Will Big Pharma Support a Non-Addictive Opioid?

With painkillers like OxyContin, the overdose reversal drug naloxone, and detox/maintenance medications like Suboxone, the pharmaceutical industry is making a profit off people addicted to opioids at every stage.

drugs-helpOpioids are highly addictive and sometimes, especially in combination with other drugs, deadly. There is, as of yet, no other kind of pain medication that matches the level of relief provided by opiates, nor is there any comparable high for people who are addicted to the drug. Thus, the epidemic grows and more people die.

Some researchers are unwilling to give up on the search for a non-addictive opioid and they may be getting close to finding one. A report in the “Proceedings of the National Academy of Sciences” published findings on a new opioid only named BU08028. The drug was tested on monkeys and found to be as effective at managing pain as the most powerful opioids on the market today. The uniqueness of BU08028 lies in its lack of fatal side effects. It’s non-habit forming, is believed not to bring on a euphoric high, and even at extremely high doses is not deadly. The science on this drug is still in the early phases, and some doctors have doubts over the kinds of pain it can manage and whether or not it is actually as benign as these initial tests have found.

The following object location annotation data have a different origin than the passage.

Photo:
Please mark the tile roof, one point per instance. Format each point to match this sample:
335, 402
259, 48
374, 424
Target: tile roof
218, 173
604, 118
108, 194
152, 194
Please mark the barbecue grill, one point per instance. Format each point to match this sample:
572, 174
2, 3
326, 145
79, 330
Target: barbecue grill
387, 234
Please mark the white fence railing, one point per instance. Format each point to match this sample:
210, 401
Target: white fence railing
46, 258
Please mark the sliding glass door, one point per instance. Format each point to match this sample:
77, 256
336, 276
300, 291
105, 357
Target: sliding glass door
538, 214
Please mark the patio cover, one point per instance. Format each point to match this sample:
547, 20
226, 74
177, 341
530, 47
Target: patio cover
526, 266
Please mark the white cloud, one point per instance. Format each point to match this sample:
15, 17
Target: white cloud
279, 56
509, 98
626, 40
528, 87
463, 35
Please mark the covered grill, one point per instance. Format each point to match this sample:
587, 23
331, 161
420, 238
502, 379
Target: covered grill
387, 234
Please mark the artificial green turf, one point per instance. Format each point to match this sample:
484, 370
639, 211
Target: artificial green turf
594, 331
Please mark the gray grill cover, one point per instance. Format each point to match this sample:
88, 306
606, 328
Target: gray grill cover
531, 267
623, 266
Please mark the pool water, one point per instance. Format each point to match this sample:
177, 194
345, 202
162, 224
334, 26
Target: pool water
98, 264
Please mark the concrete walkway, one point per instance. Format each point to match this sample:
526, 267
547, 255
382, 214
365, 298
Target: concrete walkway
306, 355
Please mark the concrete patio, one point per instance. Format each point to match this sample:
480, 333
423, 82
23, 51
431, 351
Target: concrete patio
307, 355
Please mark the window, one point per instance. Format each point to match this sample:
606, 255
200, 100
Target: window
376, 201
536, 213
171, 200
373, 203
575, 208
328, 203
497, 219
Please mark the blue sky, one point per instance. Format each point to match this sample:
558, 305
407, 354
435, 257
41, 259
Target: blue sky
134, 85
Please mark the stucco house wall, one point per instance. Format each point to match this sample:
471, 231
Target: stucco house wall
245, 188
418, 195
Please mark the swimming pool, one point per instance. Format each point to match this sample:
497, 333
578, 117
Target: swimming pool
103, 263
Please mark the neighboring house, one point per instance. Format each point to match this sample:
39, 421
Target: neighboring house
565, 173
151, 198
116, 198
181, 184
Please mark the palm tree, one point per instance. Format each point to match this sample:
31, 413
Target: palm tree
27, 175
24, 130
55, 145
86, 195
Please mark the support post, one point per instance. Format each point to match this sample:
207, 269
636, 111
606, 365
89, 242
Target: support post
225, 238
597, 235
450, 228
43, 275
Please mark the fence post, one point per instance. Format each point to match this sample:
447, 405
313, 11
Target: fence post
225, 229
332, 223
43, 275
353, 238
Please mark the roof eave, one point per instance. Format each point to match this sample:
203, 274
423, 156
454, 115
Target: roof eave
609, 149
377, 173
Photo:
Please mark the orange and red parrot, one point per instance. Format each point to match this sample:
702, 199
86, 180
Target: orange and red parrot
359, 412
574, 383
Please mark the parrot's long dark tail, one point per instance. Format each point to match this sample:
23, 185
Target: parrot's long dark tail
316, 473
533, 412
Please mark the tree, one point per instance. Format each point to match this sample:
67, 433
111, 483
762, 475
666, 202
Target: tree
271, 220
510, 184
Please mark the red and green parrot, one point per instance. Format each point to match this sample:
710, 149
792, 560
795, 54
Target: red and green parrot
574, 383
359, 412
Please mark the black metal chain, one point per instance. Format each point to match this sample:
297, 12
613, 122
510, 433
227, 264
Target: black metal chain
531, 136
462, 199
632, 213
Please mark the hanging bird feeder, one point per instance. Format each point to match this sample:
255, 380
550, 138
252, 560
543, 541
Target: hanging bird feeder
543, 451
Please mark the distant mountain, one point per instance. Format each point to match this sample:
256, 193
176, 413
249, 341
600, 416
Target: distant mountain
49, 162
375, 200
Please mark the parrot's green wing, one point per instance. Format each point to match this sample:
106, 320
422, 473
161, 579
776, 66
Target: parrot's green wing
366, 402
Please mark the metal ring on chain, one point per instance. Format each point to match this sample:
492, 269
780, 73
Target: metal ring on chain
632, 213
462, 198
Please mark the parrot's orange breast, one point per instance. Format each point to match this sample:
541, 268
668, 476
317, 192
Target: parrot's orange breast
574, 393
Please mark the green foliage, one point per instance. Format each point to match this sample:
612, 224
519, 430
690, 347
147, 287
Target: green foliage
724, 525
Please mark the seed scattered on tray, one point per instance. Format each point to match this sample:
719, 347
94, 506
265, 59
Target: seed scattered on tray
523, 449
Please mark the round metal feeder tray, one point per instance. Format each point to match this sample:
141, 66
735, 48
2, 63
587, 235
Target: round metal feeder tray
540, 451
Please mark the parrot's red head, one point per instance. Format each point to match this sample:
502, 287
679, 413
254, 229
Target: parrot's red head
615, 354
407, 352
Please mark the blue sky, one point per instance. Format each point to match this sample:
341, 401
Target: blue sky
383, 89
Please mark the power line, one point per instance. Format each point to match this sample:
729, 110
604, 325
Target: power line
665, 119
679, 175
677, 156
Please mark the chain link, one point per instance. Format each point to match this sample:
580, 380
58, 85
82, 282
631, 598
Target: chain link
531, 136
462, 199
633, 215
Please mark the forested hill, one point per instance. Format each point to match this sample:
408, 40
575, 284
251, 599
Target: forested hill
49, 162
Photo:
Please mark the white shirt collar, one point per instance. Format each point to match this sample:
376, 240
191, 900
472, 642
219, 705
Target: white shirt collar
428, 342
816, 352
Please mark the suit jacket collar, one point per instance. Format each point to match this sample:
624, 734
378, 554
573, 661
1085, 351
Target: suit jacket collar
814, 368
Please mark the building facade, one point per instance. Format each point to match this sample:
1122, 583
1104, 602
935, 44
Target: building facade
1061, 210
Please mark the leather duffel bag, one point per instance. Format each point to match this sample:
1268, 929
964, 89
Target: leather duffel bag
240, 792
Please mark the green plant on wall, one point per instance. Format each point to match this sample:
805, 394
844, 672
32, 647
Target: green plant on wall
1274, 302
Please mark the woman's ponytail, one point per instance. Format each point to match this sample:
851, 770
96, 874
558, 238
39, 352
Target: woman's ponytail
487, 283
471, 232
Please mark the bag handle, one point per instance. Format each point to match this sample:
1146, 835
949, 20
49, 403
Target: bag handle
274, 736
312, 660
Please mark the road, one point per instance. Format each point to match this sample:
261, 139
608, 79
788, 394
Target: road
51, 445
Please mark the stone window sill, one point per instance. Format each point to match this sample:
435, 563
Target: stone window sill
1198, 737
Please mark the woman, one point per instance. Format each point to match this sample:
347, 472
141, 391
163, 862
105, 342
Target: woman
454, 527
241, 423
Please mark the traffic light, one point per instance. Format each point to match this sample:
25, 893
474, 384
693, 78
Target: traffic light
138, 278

There are many factors that play into developing an addiction. The chemical properties of a drug make up only one piece of the puzzle, but it is a piece that cannot be ignored. The human body easily becomes physically dependent on opioids in all of their current formulations. Even people who do not develop an addiction will experience a painful withdrawal syndrome if they have been taking opioids for an extended period of time. Addiction and opioids have always gone hand in hand. As more potent versions of the drug have made their way to pharmacies, more people have become addicted and more people have died.

The predisposition of opioids to being misused has been well documented over the last several thousand years. Opium, from which morphine is synthesized, was used in 1500 BCE and possibly as far back as 4200 BCE. Morphine was purified from opium in 1805 and ever since the hypodermic syringe was invented in 1853, opioids have become an increasingly deadly and widespread addiction. If we’ve known about these issues for so long, how did we let the problem get so bad?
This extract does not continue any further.